But would you not get a "A new device has accessed your account" warning? Or it that skipped because the token is already validated?

No. A bearer token (which almost all credentials are) doesn't say anything about the device that is using it.

The sole exception are tokens tied to a device's HSM (TPM, Secure Enclave, TrustZone, ...) - you can't clone these onto another device.

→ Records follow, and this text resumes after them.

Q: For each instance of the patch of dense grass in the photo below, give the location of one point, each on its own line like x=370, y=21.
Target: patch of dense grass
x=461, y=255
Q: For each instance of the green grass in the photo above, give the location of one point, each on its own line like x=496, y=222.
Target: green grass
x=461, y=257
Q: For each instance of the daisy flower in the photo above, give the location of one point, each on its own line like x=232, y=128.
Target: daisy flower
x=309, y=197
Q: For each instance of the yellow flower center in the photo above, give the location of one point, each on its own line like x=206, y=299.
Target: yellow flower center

ETA: to expand a bit... passwords, SSL client certificates, JWTs, tokens generated after a SAML assertion, they are all fungible bearer tokens. A server has no way of verifying if what is presented to him is originating as an intentional act of a user, or if a malicious third party has duplicated the token somehow and is using it from somewhere else. An attacker can act just the same as the user themselves can. A HSM-backed token, i.e. having the server send a preflight challenge value, and the client HSM signing that challenge together with the token to send back with the actual request, at least proves that the request originated from the device expected to be in control of the user. However, such a scheme comes at a high cost - the user needs to be in possession of a capable device, the HSM needs to be secure, and doing preflight requests to obtain the challenge adds considerable latency.

I didn't get such warning when I connected Outlook to my Gmail.

But I had to click accept on the Google form requesting my permission to grant Outlook access. So I was informed when the app was connected.

I'm not sure how you would count "new device", since that token is going to be used by a random Microsoft cloud server, potentially different every time.